🤖 AI Summary
To address excessive end-to-end maximum latency in aerial-access-point (AAV)-enabled integrated sensing, communication, and computing (ISCC) systems, this paper pioneers the integration of movable antennas onto AAV platforms and proposes a joint optimization framework encompassing antenna positioning, computational resource allocation, and beamforming. To tackle the inherent non-convexity and strong coupling among these variables, a two-layer iterative algorithm is developed, synergizing particle swarm optimization (PSO) with convex optimization techniques. Simulation results demonstrate that the proposed scheme significantly reduces the system’s maximum latency—achieving a 32.7% improvement over baseline methods under typical operational scenarios—while simultaneously enhancing channel quality and task offloading reliability.

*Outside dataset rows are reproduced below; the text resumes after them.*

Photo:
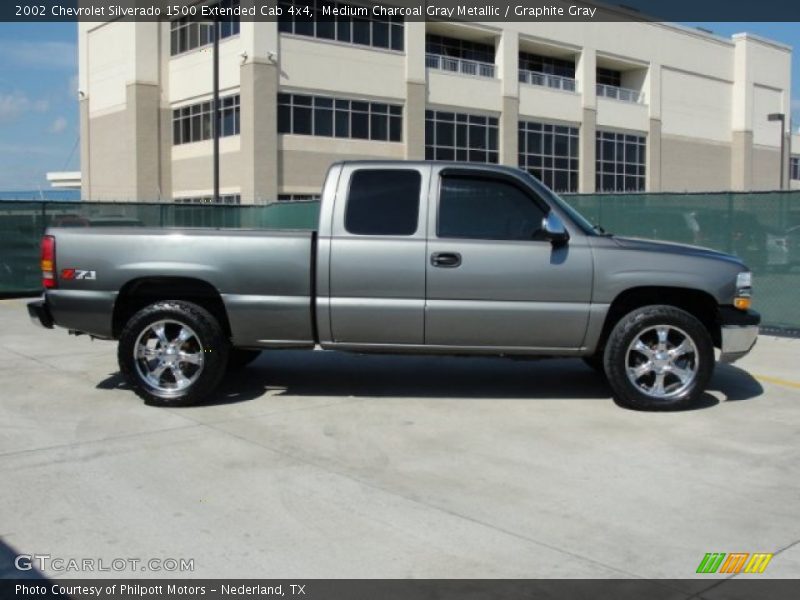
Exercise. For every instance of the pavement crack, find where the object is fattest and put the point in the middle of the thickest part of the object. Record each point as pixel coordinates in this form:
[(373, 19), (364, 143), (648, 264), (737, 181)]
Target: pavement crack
[(450, 512)]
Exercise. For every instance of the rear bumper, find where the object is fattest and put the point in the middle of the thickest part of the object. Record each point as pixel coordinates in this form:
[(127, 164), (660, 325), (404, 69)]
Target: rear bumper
[(40, 314), (739, 332)]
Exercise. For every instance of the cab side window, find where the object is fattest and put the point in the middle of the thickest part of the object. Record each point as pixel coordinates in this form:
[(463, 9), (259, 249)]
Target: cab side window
[(488, 209), (383, 202)]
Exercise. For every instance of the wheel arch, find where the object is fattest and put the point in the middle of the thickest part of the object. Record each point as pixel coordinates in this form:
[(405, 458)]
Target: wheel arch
[(141, 292), (698, 303)]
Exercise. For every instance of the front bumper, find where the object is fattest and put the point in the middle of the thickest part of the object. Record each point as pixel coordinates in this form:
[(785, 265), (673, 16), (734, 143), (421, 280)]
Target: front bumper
[(739, 330), (40, 313)]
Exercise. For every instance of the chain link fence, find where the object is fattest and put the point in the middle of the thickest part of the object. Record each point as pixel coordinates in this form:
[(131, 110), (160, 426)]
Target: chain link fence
[(761, 228)]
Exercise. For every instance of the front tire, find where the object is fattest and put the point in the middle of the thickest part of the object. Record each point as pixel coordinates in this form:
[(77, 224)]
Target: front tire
[(173, 353), (658, 358)]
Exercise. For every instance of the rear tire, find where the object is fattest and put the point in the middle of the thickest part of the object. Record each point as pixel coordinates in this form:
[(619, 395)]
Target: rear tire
[(658, 358), (173, 353)]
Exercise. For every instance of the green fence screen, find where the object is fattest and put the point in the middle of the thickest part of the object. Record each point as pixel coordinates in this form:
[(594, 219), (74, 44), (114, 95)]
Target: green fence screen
[(762, 228)]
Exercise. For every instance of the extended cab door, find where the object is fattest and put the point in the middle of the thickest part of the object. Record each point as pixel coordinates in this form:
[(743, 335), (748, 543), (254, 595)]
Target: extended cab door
[(493, 280), (377, 255)]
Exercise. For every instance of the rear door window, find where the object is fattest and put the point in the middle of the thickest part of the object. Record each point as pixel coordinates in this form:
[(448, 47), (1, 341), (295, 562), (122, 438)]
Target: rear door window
[(487, 209), (383, 202)]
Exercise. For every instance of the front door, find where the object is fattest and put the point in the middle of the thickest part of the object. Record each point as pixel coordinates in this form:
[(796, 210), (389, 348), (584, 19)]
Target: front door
[(377, 257), (492, 280)]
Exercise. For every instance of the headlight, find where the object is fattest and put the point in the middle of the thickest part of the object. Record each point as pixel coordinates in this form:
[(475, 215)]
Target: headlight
[(744, 290)]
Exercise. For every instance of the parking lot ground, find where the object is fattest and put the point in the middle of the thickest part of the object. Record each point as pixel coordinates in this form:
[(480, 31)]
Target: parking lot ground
[(323, 465)]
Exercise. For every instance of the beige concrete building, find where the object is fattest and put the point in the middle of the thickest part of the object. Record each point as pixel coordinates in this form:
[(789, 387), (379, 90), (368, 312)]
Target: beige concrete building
[(620, 106)]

This work establishes a novel low-latency architectural paradigm for dynamic airborne ISCC systems.
📝 Abstract
This paper investigates an autonomous aerial vehicle (AAV)-enabled integrated sensing, communication, and computation system, with a particular focus on integrating movable antennas (MAs) into the system for enhancing overall system performance. Specifically, multiple MA-enabled AVVs perform sensing tasks and simultaneously transmit the generated computational tasks to the base station for processing. To minimize the maximum latency under the sensing and resource constraints, we formulate an optimization problem that jointly coordinates the position of the MAs, the computation resource allocation, and the transmit beamforming. Due to the non-convexity of the objective function and strong coupling among variables, we propose a two-layer iterative algorithm leveraging particle swarm optimization and convex optimization to address it. The simulation results demonstrate that the proposed scheme achieves significant latency improvements compared to the baseline schemes.